Immediately, the grumbling began, with reports of one candidate vowing not to support Schneider, and Republican operatives trying to create dissent among Democrats in the hours after the convention. Conservative pundit Rob Port was the lead voice, opining that Hanson was "sandbagged" by the party.
The obvious conclusion: Democrats made a wise choice in the form of the former Senate Minority Leader with name recognition. He has a positive track record with his party and can attract Democrats at a time where they are looking to be attracted, while the GOP has a couple of candidates that have roots to a legislature that broke the North Dakota bank during high oil prices.

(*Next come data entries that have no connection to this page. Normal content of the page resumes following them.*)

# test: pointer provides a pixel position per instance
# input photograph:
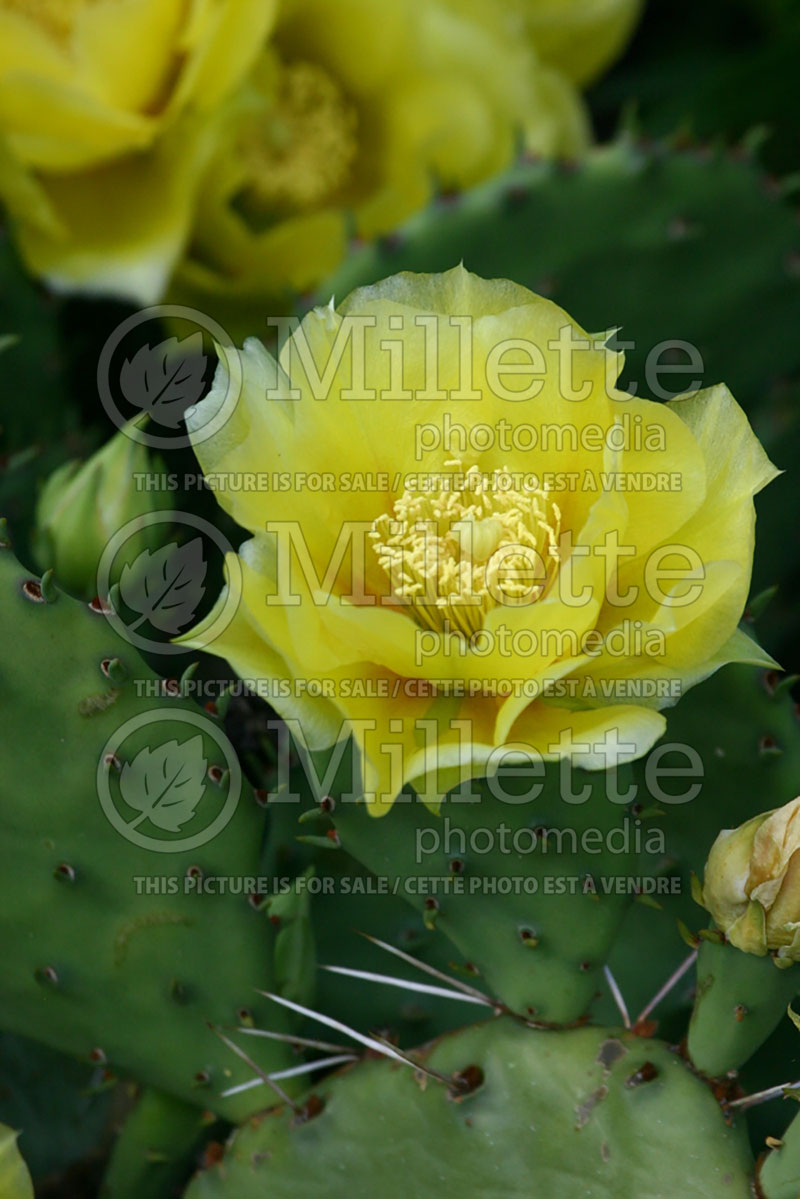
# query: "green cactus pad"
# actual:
(589, 1112)
(743, 725)
(113, 970)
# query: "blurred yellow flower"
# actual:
(354, 115)
(752, 884)
(98, 155)
(467, 541)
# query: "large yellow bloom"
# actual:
(457, 540)
(98, 157)
(354, 115)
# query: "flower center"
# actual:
(55, 16)
(455, 554)
(301, 152)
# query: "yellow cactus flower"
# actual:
(752, 884)
(355, 113)
(467, 542)
(101, 143)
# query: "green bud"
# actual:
(83, 504)
(752, 884)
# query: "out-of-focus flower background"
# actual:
(180, 175)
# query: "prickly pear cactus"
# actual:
(500, 1109)
(116, 947)
(531, 915)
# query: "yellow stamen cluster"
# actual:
(453, 555)
(301, 154)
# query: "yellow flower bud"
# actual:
(417, 577)
(84, 504)
(752, 884)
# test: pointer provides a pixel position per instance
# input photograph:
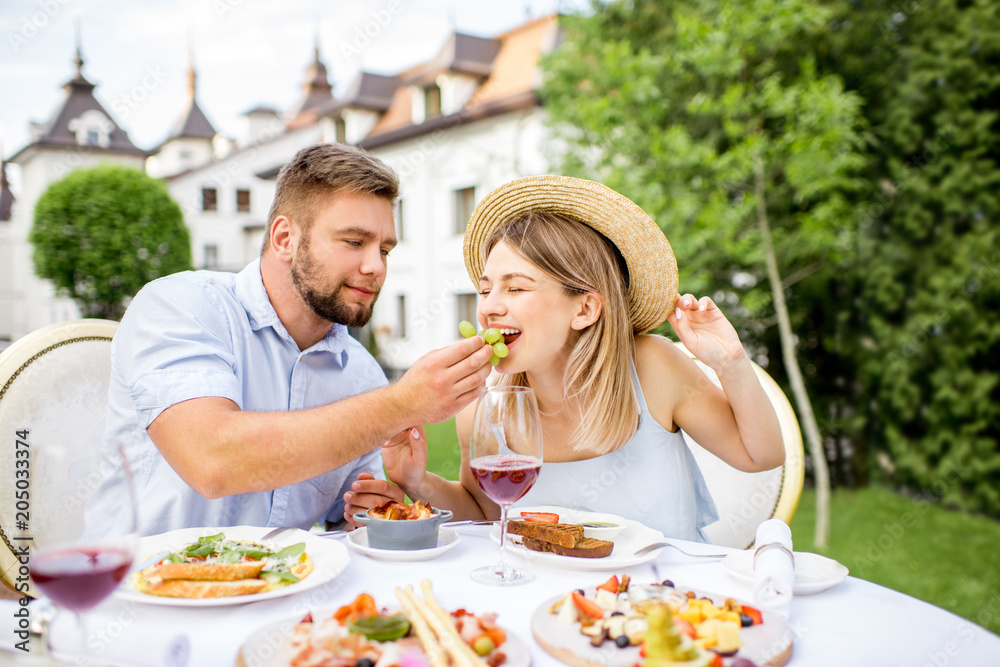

The question is: will Schneider receive any national support in a race he could win at a time when Nancy Pelosi and Chuck Schumer are more concerned with holding Heidi Heitkamp's seat? Time will tell, but the strong reaction from the right in North Dakota, and the willingness to play ally to claims of sandbagging are proof that they consider Schneider a threat. I wonder how Rick Becker was treated when he challenged Wayne Stenehjem for the party's nomination for governor two years ago, a race neither ended up winning.
2) RACES THAT CREATE IMMEDIATE PRESSURE
Kylie Oversen entering the Tax Commissioner's race is a concern for Republicans, not just because she's a quality candidate, but because her opponent is damaged goods.
Ryan Rauschenberger announced his re-election campaign a little more than 100 days after his arrest for DUI, his second miscue with booze during his term, after loaning his car to a drunk buddy after a sesh of day-drinking, leading to an accident.
Oversen is the party's chairperson. She also has name recognition statewide, and will, if she chooses, be able to use Governor Burgum's own policies to damage Rauschenberger. Burgum has unveiled his "Vision Zero" policy for highway safety, and has even endorsed primary offense seat belt laws.
Those policies do not mix well with a DUI-prone state office holder that North Dakotans are right to question if he can even drive a state government vehicle.
The question is: will Oversen play this card? Conventional wisdom tells us she won't. North Dakota candidates always take the too-high road on these matters. It may be different for Oversen. She lost her job as a legislator to a candidate that got busted for drunk driving about 100 days before the election. Republicans have a problem with the sauce, and Burgum has given Oversen the absolute perfect timing to talk about it. The GOP may want to strongly seek a convention challenger for Rauschenberger.
3) SPECIAL INTERESTS
There was a Nick Archuleta sighting at the Alerus Center Saturday.
For those of you that don't know, Archuleta is the head of ND United, the union for public employees.
Since President Trump's election, most of Archuleta's time has been spent eviscerating Education Secretary Betsy DeVos for her support of private schools, as well as claiming that blowing the state education budget to $2 billion has saved taxpayers money.
It's no surprise Archuleta is a Democrat, and it's no surprise that a union head would lobby at a state convention. That's his job.
The question is: will Archuleta be back in Grand Forks next month for the GOP convention? He represents thousands of teachers and public employees. In 2019, no matter the outcome, those employees will be dependent on a Republican legislature and governor for their paychecks, in a state that heavily supports Trump. An anti-Trump shill doesn't get a warm reception from Trump's party.